Using a sporting analogy - the All Blacks can’t figure out what aspects of their performance but the final score line alone.  They rely heavily on a range of data and information such as missed tackles (errors), meters gained, time spent in different parts of the field - team based performance data. Individual statistics can also inform the different players' aspects of their performance as it attains to their role in the team and how they contributed to the game plan.

It is only through identifying and improving these aspects of their performance that it will influence the final outcome on the scoreboard.  In respect to a business, it is improving the different aspects of the business through measuring its performance to guide continuous improvement activity and eventually making a positive impact on the company’s bottom line. This is the focus of Lean Thinking for a business. Improving how it uses its most valuable asset - people, in the most efficient and effective way. Creating an environment in which every team member is engaged in their work and also empowered to make it better, even by 0.5%. Over time this makes a huge difference to all aspects of a business and especially the productivity and performance of the company.

By taking this approach it also enables the business to look at other aspects that can further enhance productivity.
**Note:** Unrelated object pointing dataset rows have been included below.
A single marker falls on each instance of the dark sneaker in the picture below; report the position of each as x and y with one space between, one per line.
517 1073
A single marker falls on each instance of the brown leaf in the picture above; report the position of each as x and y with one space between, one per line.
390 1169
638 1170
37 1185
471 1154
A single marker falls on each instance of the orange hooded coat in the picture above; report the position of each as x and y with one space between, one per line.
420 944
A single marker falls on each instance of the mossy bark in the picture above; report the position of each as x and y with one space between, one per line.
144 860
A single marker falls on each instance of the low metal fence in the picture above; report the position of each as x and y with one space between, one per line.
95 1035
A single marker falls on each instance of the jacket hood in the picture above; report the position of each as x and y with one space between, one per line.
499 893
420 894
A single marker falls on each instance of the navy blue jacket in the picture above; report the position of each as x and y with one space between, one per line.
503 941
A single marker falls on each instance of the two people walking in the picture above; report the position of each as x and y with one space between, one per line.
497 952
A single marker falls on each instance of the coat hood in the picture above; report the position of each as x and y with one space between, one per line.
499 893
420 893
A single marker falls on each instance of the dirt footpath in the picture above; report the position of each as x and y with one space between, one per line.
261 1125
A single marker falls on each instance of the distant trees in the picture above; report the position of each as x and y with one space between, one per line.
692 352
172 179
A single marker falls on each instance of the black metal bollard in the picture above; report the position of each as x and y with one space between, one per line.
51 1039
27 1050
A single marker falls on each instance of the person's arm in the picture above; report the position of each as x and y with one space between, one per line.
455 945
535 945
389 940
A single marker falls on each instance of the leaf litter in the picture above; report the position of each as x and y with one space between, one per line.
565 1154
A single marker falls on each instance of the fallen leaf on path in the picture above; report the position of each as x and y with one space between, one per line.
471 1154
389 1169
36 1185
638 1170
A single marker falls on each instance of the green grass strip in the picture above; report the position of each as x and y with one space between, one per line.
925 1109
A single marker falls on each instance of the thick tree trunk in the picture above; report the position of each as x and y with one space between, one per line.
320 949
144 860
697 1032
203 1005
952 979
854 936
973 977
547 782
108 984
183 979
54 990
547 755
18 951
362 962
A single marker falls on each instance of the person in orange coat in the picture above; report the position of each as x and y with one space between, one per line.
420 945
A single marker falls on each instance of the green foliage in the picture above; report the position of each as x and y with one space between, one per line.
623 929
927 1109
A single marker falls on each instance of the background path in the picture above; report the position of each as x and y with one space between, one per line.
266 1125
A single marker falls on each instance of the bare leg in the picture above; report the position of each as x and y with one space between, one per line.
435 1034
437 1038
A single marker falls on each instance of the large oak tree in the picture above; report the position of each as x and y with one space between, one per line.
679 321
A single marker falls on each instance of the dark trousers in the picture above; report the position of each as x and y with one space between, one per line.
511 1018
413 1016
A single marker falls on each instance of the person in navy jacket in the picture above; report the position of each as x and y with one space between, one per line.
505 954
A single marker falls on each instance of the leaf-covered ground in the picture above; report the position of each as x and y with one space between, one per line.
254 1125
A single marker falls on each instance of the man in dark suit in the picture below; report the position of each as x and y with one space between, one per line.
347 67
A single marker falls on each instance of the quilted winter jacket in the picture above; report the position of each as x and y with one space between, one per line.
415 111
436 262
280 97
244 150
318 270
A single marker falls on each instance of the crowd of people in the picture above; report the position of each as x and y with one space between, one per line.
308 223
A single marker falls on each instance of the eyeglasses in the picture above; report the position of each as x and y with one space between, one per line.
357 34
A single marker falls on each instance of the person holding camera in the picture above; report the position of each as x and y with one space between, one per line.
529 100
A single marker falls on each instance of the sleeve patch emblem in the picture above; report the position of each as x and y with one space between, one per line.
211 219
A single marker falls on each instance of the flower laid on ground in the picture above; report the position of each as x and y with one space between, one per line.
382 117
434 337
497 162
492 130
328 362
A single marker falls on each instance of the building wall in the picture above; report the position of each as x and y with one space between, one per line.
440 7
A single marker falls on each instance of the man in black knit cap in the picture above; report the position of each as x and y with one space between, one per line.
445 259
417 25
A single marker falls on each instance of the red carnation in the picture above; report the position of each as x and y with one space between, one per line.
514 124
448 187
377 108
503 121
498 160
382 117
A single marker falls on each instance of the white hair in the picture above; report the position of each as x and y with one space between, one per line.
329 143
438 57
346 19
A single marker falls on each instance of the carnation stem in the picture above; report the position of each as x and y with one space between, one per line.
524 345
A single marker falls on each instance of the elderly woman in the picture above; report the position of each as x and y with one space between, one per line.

This might be the use of technology or automation.  It can also open up opportunities for further R&D around introducing new products or services.  These are all options that are in control of the business. It is through the efforts of continuous business improvement that will lead it towards maximising the opportunities for the business.

This approach isn’t about pushing more work to people to complete, resetting goals as they achieve targets.  Rather it is empowering your teams to think differently about how they approach the tasks they complete in their job and continuously ask themselves - ‘is there a better way to do this’?  That better way may improve speed and efficiency or it might be to improve quality so there is less rework.  Either way it is about improving the capacity and capability of our precious resource - people.  This is where the direct link between implementing Lean Thinking and productivity lies.

This is not an overnight success strategy.  Creating a culture of Lean Thinking takes a long time.  The more mature organisations often describe after 15 - 20 years that they are only just scratching the surface.  It is not a last minute survival strategy.  The gains I often quote are the result of at least a couple of years of hard work investing in the future business. However once the momentum of business improvement has started it will bring about the desired changes and can dramatically influence the productivity and viability of the business.